I am delighted with the review of Hellkite in this month's Midwest Books Review by Lisa C. Taylor
Geraldine Mills' new collection of short stories,
Hellkite, is
brave and uncompromising. Breaking stance with the common theme of
exploitation of women by men, the female characters that inhabit the
world of her stories reveal themselves through infidelity, mental
illness, abandonment, and on occasion, sheer evil. From an angel who
appears in the body of a man jumping on a trampoline, to the hellkite of
an ex-wife, her characters dwell in a place without ordinary
boundaries, where a life of predictability and comfort may be an
elaborate deception. The collection is unsettling in the best possible
way as it challenges the status quo, the basis of institutions and
relationships that the characters (and ourselves) come to trust.

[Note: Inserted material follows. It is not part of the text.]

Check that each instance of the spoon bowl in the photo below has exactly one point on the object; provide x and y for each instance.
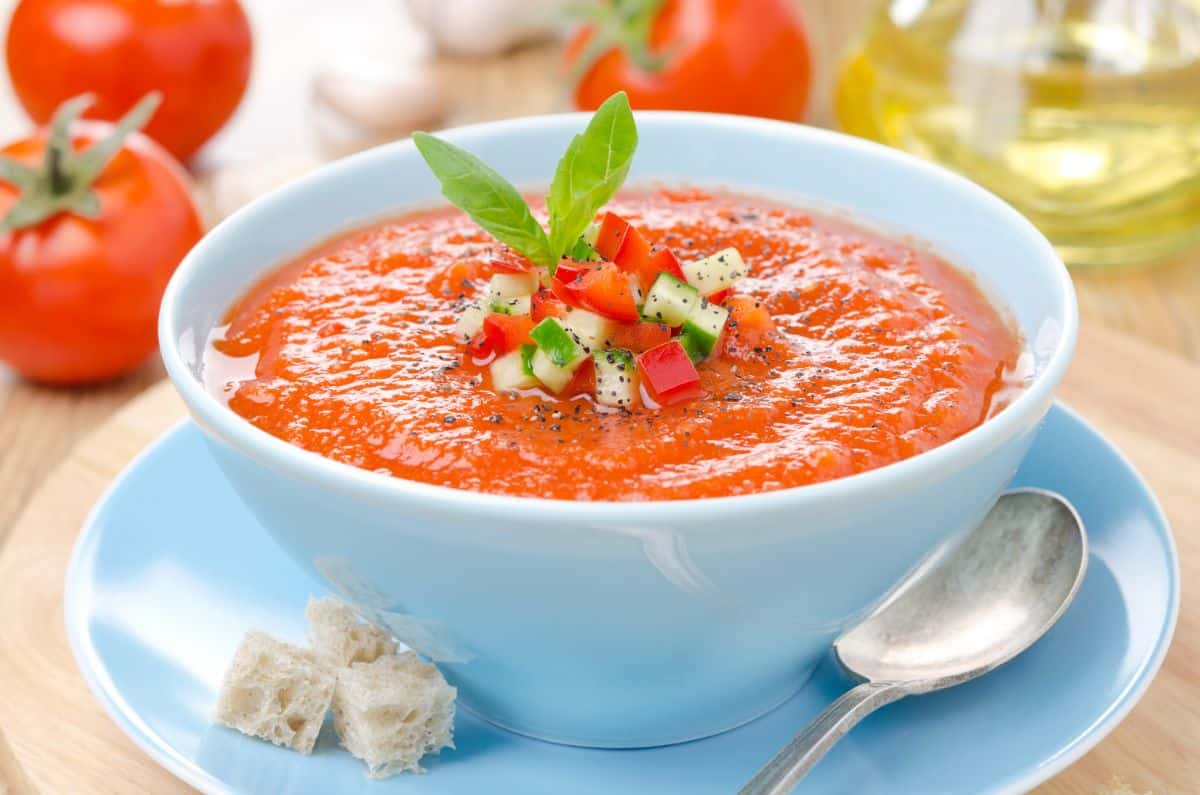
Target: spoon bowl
(969, 609)
(979, 603)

As
metaphor for the present turbulent times of upended financial
institutions, corrupt politicians, houses in foreclosure, and
individuals who disappoint and sometimes devastate each other, the
collection reminds us both of our vulnerability and the necessity to
look beyond the obvious for answers, or perhaps the true questions.

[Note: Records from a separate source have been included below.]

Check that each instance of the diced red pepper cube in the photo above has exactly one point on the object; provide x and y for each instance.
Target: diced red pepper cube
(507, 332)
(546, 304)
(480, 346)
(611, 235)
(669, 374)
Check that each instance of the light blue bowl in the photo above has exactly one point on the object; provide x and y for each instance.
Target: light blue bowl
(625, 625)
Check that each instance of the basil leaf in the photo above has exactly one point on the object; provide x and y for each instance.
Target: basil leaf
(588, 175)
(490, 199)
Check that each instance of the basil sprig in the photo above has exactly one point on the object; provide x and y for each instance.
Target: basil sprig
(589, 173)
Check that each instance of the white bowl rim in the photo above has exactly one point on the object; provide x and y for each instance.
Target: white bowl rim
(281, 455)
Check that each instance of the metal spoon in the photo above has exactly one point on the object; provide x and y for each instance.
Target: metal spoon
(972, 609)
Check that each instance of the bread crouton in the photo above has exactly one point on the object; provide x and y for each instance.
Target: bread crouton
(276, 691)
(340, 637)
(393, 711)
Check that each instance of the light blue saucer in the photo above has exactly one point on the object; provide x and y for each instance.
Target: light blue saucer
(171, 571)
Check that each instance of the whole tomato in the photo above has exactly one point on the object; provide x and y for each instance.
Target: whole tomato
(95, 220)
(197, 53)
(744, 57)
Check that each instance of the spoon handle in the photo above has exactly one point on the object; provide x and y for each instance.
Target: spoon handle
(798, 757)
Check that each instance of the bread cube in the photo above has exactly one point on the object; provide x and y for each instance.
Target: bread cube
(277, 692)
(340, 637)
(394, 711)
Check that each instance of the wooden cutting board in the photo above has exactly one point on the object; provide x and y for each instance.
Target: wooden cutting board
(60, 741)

When the young man in 'The Street with Looking-Glass Eyes' becomes
responsible for his suddenly agoraphobic sister after a terrible
accident claims their parents, he brings the world to her each day
through stories:
...he searches out everything that might have a story
hidden in it. Something he can bring back home in the evening. A moment
in time swallows this character, his sister, and outside, the life that
might have been his but instead is slowly ebbing away.

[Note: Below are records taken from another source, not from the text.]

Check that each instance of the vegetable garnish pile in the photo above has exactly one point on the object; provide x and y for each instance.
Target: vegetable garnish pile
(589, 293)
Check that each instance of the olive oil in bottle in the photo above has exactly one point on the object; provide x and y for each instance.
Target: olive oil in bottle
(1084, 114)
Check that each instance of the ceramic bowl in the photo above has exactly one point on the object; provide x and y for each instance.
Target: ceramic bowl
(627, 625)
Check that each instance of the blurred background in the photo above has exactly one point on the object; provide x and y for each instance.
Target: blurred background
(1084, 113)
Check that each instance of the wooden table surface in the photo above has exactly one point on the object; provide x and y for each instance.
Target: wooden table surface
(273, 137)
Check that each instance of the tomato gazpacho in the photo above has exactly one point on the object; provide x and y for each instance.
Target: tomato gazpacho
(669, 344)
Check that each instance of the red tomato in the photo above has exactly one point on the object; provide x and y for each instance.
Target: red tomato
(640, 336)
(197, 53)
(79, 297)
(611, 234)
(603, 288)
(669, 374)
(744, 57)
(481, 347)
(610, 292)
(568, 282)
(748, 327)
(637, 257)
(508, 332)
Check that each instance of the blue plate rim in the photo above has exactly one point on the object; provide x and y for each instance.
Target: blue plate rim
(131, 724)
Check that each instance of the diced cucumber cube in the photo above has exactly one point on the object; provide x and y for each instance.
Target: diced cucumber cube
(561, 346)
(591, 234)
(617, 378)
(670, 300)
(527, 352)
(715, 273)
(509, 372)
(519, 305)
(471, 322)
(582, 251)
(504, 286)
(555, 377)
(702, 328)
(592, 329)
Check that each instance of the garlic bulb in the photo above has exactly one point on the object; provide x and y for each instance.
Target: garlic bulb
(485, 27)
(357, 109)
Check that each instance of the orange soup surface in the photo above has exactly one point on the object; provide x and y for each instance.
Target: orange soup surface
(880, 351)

The rich language of Geraldine Mills' stories is otherworldly. In
'Foraging', a adulterer named Lazarus is thrown out by his wife after her
gift of a class in avoiding adultery fails to dissuade him from the
practice. When his heart fails, and he has a heart transplant, he
becomes an entirely different man, a man who craved the green of
chlorophyll, Little Gems, Cos, Romaine, in their gloriously-wilted
existence. Like all of the stories in this tightly woven collection,
this story dips and turns into an alternate universe of canaries who
perch on broomsticks and a transplant patient who develops unusual
proclivities. Nothing is literal in the world of
Hellkite; the stories
existing instead in a universe of tropes, a world built on sand and
flood plains.
Here is a writer in control of her character's paces, from the first
moment shading his eyes from the sun that was already half way to its
own death to the conclusion when his coat flapped against the bruised
sky and brazier of moon. Like these hapless characters, the reader
travels unpredictably at a place in time that reinforces the notion that
every action has a reaction, and life, in all its complexity or horror
will doggedly push forward.
In the end, the stories in
Hellkite are testimonies to both naivete and a
human willingness to endure in the worst of times, in spite of
deception or bad fortune, as if around the corner, a light might
illuminate the reason for the pain, the only sign out there to show he
wasn't on his own on this side of the world. Tenacity and misplaced
trust wrestle with each other, proving at last that it is the story that
endures, the process of giving a voice to that unspeakable, intangible
part of being human, not to heal but to uncover.